In retrospect, the whole "lets replace the data access layer with an ORM" sounded much easier on paper than in practice. For a start, the original programmers passed around datarows between hundreds of methods. You can't just swap out a datarow with a typed object, because many times the authors wrote code like this:

public void PrintReport(DataRow[] rows)
{
    foreach (DataRow row in rows)
    {
        if (row.Table.Columns.Contains("Balance"))
        {
            Decimal balance = Convert.ToDecimal(row["Balance"]);
            // do stuff with the balance column
        }

        // 50 to 100 more if statements exactly like this
    }
}

Basically, "all-knowing" methods were written to handle any kind of row input regardless of the data it contained. This made it hard to constrain parameter inputs to a single datatype or interface.
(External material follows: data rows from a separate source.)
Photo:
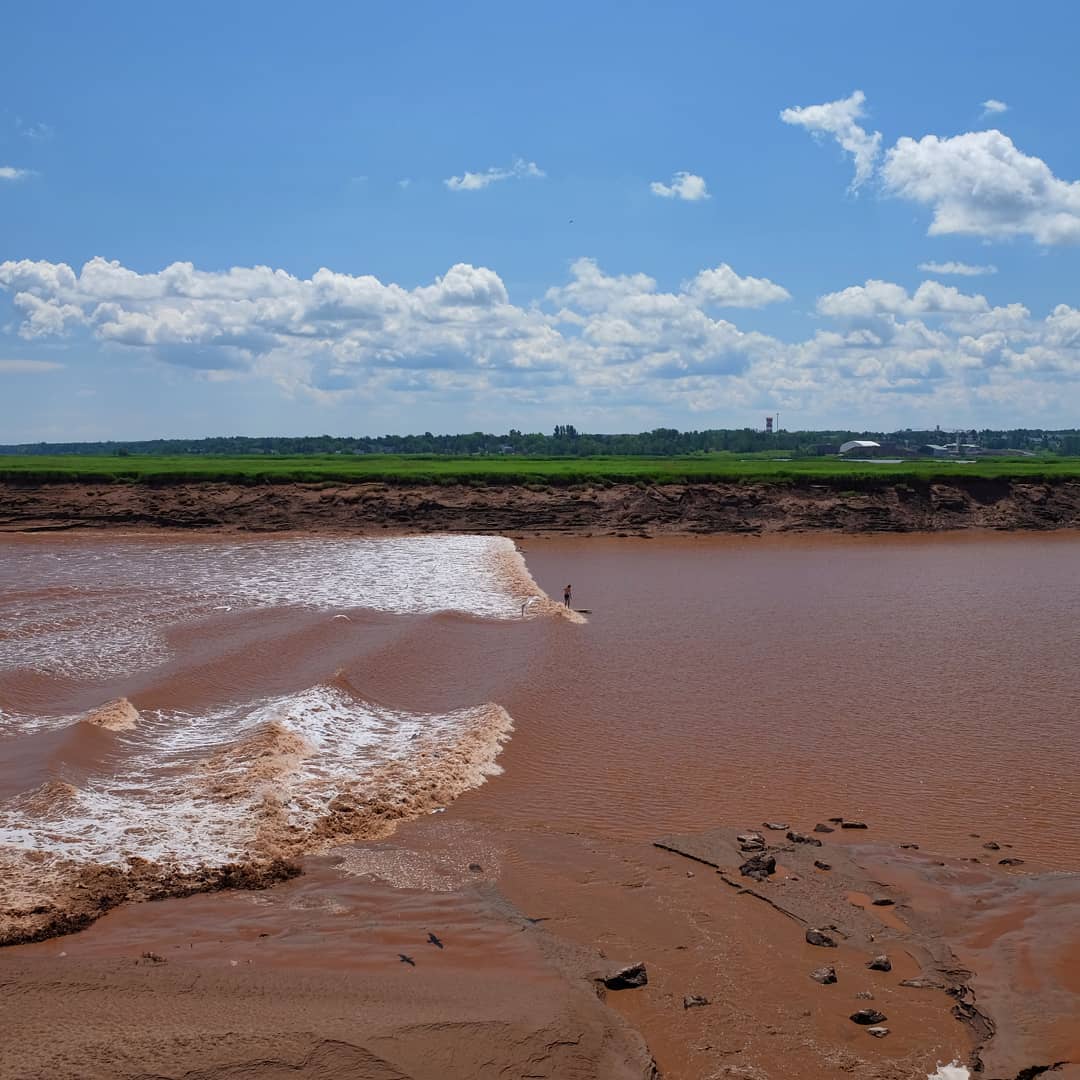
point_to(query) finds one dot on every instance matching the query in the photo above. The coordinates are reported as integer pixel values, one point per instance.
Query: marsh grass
(512, 471)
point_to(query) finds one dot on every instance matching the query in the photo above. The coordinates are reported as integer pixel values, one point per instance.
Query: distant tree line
(566, 441)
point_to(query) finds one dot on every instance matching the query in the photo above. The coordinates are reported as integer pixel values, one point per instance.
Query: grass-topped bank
(488, 471)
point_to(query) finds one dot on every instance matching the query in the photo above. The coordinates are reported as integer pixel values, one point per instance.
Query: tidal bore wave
(240, 790)
(133, 801)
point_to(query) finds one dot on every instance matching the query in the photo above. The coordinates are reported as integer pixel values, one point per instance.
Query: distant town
(566, 441)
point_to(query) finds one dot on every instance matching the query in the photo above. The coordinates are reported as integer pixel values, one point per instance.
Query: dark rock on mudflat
(759, 867)
(867, 1016)
(626, 979)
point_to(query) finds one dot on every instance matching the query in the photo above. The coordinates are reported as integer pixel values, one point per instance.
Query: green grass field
(424, 469)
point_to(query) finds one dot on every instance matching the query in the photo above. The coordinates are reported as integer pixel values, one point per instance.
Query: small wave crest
(953, 1071)
(119, 715)
(250, 785)
(102, 609)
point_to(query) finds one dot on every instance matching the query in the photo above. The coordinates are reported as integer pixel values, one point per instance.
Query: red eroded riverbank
(921, 685)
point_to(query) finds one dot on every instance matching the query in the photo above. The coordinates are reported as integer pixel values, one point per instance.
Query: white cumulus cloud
(840, 120)
(959, 269)
(981, 185)
(685, 186)
(476, 181)
(883, 297)
(725, 288)
(597, 341)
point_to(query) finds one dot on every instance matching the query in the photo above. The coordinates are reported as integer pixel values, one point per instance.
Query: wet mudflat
(919, 685)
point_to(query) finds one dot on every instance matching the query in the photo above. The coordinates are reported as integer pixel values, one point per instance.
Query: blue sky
(618, 216)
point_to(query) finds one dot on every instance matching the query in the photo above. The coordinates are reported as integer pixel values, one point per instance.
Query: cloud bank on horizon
(616, 338)
(716, 341)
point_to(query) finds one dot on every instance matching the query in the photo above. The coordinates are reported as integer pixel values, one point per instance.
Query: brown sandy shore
(619, 509)
(543, 880)
(308, 979)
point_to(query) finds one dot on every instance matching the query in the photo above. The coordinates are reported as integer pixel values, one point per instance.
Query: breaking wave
(270, 780)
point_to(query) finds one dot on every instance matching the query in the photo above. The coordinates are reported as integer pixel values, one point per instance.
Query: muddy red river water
(282, 697)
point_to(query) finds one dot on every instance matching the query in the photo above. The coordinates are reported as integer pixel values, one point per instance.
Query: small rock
(868, 1016)
(751, 841)
(626, 979)
(758, 867)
Even worse, since each method had dependencies on two dozen other methods, every method we changed to take a typed object required changes the two dozen other methods, and changes to each of those two dozen methods required even more changes to code in a cascade-like effect.

By the time we implemented typed objects, we ended up gutting and dismantling half the application and just re-writing it. Bugs galore!

We dedicated a one 1-week minisprint iteration just to replace the existing data access layer with Castle ActiveRecord objects. At the time, no one on my team had ever worked with Castle or NHibernate, and I'd be lying if I said there was no learning curve. Our 1-week iteration extended to 3 weeks.

Not only was the rewrite bug-ridden, we have a new problem now: NHibernate + Castle ActiveRecord = a crap ton of reflection behind the scenes. We expected a slight performance hit from the reflection overhead, but this was too much. Even the simplest queries such as "SELECT [cols] FROM [table]" took 30 seconds to execute, and we couldn't do anything to fix the problem. The application used to start up in a few seconds, now it takes several minutes.

Crap. All that work we put into writing prestine code made the application too slow to be usable, and large parts of the old code had been trashed beyond repair. The ActiveRecord changes needed to be reverted. :(

We lost a few weeks of development, and I've since learned a valuable character building lesson about massive refactors of existing code.

Juliet
If I didn't know better... I'd say we were working on the same project!
TGnat
Was NHibernate sans ActiveRecord the eventual solution?
BryCoBat
The eventual solution was "learn to deal" and refactor *slowly*. We started by splitting apart methods with lots of dependencies between them, then swapped out untyped datasets with typed datasets over the course of several months. We did not go with NHibernate because it was just too slow.